The BBC comedy Yes, Prime Minister introduced the concept of the “Politician’s Syllogism,” which runs: “(1) We must do something; (2) this is ‘something’; (3) therefore, we must do it.” There's an analogous affliction, common in players of Baroque music, that some of us have taken to calling "Stupid Ornament Disease": We must embellish; this is an embellishment; therefore, I must play it.
Violinists don’t run amok with home-brewed ornamentation in solo Bach, mostly because Bach himself hasn’t left much room: Between the constant multiple-stopping and the elaborate figuration, your mind and your fingers are busy enough. Cellists have much more leisure in the Suites, and sometimes the results aren’t pretty. I’ve heard enough pointless twiddles from people who feel they’re positively obliged to ornament (whether they know how or not) to feel a little anxiety at every new recording.

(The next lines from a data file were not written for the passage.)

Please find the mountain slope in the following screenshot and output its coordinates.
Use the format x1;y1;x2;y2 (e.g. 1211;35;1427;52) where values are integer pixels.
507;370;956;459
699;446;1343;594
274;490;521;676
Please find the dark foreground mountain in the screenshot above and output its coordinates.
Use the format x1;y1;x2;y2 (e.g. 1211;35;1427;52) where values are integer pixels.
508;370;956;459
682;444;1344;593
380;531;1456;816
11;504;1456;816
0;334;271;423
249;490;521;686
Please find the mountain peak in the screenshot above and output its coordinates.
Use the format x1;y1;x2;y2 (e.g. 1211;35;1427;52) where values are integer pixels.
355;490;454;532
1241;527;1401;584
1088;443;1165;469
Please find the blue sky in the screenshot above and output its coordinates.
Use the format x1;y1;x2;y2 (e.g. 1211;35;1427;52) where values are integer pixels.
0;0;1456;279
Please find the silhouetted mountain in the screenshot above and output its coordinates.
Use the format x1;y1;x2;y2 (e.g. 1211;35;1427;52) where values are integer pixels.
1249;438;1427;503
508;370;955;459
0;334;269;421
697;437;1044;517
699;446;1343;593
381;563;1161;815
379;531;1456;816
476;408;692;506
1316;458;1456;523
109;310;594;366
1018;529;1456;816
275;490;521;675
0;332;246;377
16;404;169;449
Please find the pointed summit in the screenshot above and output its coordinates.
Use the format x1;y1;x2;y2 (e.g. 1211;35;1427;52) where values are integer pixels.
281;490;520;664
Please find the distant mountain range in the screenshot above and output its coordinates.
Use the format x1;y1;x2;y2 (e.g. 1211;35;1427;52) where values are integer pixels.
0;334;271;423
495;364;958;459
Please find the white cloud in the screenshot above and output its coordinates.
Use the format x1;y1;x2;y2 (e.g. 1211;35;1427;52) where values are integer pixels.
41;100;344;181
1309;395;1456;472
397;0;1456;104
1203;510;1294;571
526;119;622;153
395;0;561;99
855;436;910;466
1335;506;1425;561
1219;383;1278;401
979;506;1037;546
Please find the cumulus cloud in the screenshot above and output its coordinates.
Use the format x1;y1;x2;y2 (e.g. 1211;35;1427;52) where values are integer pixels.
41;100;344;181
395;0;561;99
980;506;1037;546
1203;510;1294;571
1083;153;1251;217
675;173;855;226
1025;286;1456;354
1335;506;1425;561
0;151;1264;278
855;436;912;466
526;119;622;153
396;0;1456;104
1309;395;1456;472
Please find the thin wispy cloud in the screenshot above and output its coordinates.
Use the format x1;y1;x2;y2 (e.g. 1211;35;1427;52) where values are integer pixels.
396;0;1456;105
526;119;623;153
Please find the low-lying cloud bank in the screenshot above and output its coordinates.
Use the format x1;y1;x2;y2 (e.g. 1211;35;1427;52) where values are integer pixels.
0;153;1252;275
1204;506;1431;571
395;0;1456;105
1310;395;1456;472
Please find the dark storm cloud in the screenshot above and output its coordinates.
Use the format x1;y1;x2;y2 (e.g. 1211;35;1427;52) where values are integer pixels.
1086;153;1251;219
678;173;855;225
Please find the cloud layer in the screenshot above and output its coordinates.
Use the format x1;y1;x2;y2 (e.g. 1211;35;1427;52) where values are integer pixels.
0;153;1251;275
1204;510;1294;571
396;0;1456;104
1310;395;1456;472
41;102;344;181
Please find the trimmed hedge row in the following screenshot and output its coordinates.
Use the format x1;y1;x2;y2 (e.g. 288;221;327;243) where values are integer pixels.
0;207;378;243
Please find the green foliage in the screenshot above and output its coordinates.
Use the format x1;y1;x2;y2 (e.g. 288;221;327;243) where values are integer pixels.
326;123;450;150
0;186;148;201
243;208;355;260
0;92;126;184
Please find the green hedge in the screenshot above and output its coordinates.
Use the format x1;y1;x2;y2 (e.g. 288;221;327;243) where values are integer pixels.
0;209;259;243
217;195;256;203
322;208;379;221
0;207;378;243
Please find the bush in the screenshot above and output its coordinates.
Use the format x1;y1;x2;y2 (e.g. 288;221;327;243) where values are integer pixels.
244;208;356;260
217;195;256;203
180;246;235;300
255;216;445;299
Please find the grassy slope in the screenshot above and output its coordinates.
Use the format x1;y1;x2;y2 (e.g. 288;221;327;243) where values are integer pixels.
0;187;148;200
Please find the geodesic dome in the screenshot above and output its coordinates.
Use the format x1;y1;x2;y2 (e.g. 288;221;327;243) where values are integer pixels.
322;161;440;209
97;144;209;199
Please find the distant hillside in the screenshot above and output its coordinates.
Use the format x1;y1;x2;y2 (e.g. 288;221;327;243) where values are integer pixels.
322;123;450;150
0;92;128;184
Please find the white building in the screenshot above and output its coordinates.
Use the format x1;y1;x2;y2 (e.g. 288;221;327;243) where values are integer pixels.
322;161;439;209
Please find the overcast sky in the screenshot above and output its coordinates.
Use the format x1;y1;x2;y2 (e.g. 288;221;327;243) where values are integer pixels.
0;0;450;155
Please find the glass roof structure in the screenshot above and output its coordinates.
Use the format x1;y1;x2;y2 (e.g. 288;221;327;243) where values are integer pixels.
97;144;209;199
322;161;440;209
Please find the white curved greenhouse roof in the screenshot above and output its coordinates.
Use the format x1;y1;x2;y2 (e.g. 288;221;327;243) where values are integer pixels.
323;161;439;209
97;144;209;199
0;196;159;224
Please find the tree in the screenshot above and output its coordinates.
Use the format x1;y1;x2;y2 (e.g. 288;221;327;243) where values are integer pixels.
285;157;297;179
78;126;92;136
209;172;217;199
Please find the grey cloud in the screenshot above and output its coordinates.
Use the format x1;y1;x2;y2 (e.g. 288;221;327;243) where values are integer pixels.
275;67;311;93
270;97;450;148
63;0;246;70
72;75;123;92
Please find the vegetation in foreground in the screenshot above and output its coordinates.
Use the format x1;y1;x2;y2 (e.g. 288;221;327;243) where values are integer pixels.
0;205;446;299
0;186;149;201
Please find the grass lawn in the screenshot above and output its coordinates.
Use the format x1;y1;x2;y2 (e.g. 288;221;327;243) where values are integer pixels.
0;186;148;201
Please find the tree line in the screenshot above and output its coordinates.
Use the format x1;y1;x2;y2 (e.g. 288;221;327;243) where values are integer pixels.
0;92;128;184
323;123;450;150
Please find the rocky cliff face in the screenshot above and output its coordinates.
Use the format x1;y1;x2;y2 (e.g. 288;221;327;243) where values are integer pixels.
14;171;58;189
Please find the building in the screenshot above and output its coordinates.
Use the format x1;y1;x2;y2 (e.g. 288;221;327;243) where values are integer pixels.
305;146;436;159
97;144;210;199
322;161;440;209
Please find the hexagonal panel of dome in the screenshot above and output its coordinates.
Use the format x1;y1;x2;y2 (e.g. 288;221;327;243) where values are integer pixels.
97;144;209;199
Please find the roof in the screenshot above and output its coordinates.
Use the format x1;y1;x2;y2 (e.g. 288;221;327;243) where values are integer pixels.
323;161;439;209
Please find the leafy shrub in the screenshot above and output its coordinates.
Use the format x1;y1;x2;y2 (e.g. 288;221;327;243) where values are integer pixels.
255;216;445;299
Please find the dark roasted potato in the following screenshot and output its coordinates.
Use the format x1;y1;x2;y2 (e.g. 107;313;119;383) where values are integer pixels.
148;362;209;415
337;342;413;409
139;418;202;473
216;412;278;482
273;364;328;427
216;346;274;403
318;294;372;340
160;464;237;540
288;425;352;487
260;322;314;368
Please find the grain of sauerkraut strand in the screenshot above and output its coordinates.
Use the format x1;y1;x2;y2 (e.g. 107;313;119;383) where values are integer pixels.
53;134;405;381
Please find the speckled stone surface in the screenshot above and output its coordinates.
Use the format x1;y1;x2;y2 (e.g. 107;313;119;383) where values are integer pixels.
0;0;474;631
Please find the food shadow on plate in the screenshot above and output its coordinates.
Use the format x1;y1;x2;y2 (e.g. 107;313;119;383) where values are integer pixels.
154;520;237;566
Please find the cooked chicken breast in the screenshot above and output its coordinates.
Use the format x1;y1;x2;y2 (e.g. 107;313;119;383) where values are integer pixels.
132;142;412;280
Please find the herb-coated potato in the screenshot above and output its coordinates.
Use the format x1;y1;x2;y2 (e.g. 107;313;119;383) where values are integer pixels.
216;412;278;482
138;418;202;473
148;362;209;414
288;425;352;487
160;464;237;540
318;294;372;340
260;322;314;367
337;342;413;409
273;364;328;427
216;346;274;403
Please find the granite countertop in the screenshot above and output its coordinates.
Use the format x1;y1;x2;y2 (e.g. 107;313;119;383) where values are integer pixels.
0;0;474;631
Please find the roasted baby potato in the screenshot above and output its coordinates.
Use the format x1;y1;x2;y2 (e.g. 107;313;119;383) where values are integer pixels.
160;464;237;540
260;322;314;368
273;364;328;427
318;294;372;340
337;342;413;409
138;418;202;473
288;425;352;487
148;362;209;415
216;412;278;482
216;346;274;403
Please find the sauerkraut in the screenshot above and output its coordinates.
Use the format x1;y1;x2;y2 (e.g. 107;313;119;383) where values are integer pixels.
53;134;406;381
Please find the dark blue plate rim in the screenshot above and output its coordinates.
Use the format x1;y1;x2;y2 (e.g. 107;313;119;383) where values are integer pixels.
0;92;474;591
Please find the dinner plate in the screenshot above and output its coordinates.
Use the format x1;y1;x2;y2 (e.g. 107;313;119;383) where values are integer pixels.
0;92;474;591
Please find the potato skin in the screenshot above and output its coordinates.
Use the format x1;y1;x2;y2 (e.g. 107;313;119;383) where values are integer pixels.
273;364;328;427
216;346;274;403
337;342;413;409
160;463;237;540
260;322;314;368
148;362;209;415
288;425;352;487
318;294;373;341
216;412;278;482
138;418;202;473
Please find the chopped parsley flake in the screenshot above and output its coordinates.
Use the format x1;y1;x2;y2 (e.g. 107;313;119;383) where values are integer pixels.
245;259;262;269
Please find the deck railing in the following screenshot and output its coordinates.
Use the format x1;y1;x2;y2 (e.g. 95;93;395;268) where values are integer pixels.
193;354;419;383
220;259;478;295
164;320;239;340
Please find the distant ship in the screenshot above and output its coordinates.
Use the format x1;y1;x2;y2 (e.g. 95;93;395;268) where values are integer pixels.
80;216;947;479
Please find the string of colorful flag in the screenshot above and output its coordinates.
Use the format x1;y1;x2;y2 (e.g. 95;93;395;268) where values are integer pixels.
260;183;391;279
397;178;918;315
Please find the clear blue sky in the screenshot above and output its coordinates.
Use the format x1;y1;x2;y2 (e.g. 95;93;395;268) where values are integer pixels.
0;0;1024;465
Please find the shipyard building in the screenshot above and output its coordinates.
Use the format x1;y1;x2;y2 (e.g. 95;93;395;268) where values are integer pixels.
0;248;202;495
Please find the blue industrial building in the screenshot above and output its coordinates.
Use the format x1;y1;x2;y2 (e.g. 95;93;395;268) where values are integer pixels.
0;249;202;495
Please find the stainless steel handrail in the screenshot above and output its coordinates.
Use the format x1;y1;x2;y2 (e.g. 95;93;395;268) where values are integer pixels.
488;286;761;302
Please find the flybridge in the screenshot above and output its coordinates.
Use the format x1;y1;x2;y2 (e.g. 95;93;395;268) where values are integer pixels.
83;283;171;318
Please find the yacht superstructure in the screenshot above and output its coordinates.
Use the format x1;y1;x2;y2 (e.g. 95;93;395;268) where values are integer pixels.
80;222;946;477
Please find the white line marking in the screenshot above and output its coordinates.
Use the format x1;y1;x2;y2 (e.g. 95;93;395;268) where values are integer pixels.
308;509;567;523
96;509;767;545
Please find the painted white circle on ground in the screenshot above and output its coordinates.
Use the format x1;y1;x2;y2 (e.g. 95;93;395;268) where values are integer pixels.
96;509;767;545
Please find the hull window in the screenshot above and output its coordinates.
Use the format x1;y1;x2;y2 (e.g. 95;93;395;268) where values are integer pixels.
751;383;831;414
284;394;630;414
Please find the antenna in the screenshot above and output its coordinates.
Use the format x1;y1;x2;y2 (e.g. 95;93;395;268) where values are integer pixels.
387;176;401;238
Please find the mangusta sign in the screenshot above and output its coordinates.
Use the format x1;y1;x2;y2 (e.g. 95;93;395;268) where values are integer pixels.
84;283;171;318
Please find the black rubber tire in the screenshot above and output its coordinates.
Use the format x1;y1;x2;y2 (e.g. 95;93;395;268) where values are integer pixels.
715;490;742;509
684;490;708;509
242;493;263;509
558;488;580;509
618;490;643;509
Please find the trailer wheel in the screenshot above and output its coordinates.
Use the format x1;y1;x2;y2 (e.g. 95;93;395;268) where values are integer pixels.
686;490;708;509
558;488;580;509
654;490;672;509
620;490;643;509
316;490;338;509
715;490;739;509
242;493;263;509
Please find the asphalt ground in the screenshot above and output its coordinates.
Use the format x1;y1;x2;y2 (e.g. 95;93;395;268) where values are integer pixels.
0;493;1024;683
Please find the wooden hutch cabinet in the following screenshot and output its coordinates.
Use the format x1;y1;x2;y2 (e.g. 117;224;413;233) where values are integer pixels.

Tomkins, praise be, has good embellishment instincts. I’m not overenamored of her taking the last phrase of some of the trios of the galanteries (those are the “light” dances right before the last movement of each Suite) in pizzicato, but I can live with it. It matters much more to me that she’s left the Sarabande of the Fifth Suite — the starkest thing in the entire set, and thus the juiciest target for the compulsive embellishers — practically alone, with only a flourish at the first repeat and the merest touch at the very end. That’s a fine performance, at once bleak and eloquent.
And in the Sixth Suite she’s done something brilliant. Commissioned ornaments are nothing new (they’re practically as old as printed music), but what Tomkins plays in the Sarabande of the Sixth Suite isn’t ornamentation but a full variation, a double, written by the third Benvenue Trio member, pianist/composer Eric Zivian. It’s like the doubles in the B-minor violin Partita: an elaboration of the same harmonies, but in shorter note-values, with more rhythmic and even harmonic complexity.
There are a few things on these discs that I don’t much care for. The Prelude of the Fourth Suite surely shouldn’t be as jaunty and clipped in articulation as this, for one. (I think the idea must have been to allow room for expressive broadening and legato at key points, but the movement as a whole just feels wrong.) As a contribution to the recorded legacy of the Suites, though, this is the most compelling I’ve heard in some time.